Preparing your cat for the vet

Your cat’s visit to the veterinarian:

 

The first step of getting your cat to its veterinary exam is getting them out of the house, which can sometimes be the most challenging. Cats are very sensitive to change, both in their environment and the more subtle changes of our own stress levels.

It’s best to get your cat accustomed to being inside a carrier to alleviate the stress of being in one for veterinary visits, and your stress of putting the cat in them. By leaving the carrier out in a familiar place at home and lining it with soft bedding they can inspect it and become used to it. Treats and toys placed inside can also entice them to enter the carrier. The carrier should be associated with positive experiences, not scary ones. If you see your cat sitting in or near the carrier, offer treats or play time depending on what they enjoy.

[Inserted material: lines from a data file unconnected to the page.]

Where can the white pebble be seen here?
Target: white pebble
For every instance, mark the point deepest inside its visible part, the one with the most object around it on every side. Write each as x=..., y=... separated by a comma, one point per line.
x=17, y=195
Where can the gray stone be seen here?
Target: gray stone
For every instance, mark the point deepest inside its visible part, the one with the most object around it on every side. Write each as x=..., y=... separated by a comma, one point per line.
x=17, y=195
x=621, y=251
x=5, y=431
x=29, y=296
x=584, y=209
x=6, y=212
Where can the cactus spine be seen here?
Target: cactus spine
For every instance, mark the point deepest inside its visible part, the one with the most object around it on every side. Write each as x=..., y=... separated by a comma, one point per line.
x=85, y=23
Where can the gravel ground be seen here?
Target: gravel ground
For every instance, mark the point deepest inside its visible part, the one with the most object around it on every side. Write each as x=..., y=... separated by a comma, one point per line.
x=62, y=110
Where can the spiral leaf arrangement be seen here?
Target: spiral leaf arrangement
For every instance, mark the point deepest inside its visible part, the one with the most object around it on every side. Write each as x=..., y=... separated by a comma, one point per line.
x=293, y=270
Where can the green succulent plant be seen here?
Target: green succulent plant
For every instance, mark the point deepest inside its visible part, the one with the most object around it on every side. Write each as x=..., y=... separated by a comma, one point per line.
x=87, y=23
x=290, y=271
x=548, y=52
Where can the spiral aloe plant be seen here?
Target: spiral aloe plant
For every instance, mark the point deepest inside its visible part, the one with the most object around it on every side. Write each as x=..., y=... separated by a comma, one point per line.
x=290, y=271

When your cat is still unwilling to go into the carrier, placing it in a small room with limited hiding places and calmly placing your cat inside it can help reduce stress. Don’t chase your cat into the carrier. Carrier’s that open from the top are preferable so that it is less traumatic then being shoved inside. That way you can cradle your cat in your arms, often in a blanket, and gently place them inside. Most carrier’s will come apart to allow the cat to be set into the bottom and then put back together around them. You can also consider using feline pheromone sprays, such as Feliway, to help calm your cat during these stressful experiences.

 

Returning home:

 

Your cat may return home with a small bandage wrapped around their legs. This can generally be removed about half an hour after you return home as it is used as a pressure wrap for where blood was drawn.

If you have a multi-cat household a returning cat can have new smells on them that can create an aggressive response by the other cats. To help ease the returning cat back to their home environment sometimes it can be best to separate them to another room for a day or two. This way the cat can regain its home smells again and be accepted by the others more readily. Again, Feliway spray can help ease the tension for some cats as an additional reintroduction aid.

If possible, it can be beneficial to bring all household cats to the vet during your visit so that they will all smell the same to each other.

For both heading to the vet and coming home, always keep a calm, positive attitude. Doing so will show your cat that going to the vet isn’t the scary experience it’s thought to be. If we act stressed and worried, our pets will be stressed and worried as well.